Here is the close of the Epilogue:

The politics of inevitability is a self-induced intellectual coma. So long as there was a contest between communist and capitalist systems, and so long as the memory of fascism and Nazism was alive, Americans had to pay some attention to history and preserve the concepts that allowed them to imagine alternative futures. Yet once we accepted the politics of inevitability, we assumed that history was no longer relevant. If everything in the past is governed by a known tendency, then there is no need to learn the details.

The acceptance of inevitability stilted the way we talked about politics in the twenty-first century. It stifled policy debate and tended to generate party systems where one political party defended the status quo, while the other proposed total negation. We learned to say that there was “no alternative” to the basic order of things, a sensibility that the Lithuanian political theorist Leonidas Donskis called “liquid evil.” Once inevitability was taken for granted, criticism indeed became slippery. What appeared to be critical analysis often assumed that the status quo could not actually change, and thereby indirectly reinforced it.

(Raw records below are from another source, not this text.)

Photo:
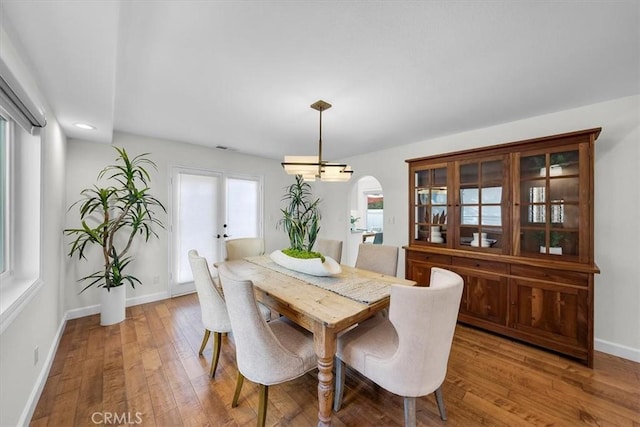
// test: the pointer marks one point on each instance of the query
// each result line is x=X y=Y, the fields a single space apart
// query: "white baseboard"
x=34 y=397
x=95 y=309
x=618 y=350
x=32 y=402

Some spoke critically of neoliberalism, the sense that the idea of the free market has somehow crowded out all others. This was true enough, but the very use of the word was usually a kowtow before an unchangeable hegemony. Other critics spoke of the need for disruption, borrowing a term from the analysis of technological innovations. When applied to politics, it again carries the implication that nothing can really change, that the chaos that excites us will eventually be absorbed by a self-regulating system. The man who runs naked across a football field certainly disrupts, but he does not change the rules of the game. The whole notion of disruption is adolescent: It assumes that after the teenagers make a mess, the adults will come and clean it up.

But there are no adults. We own this mess.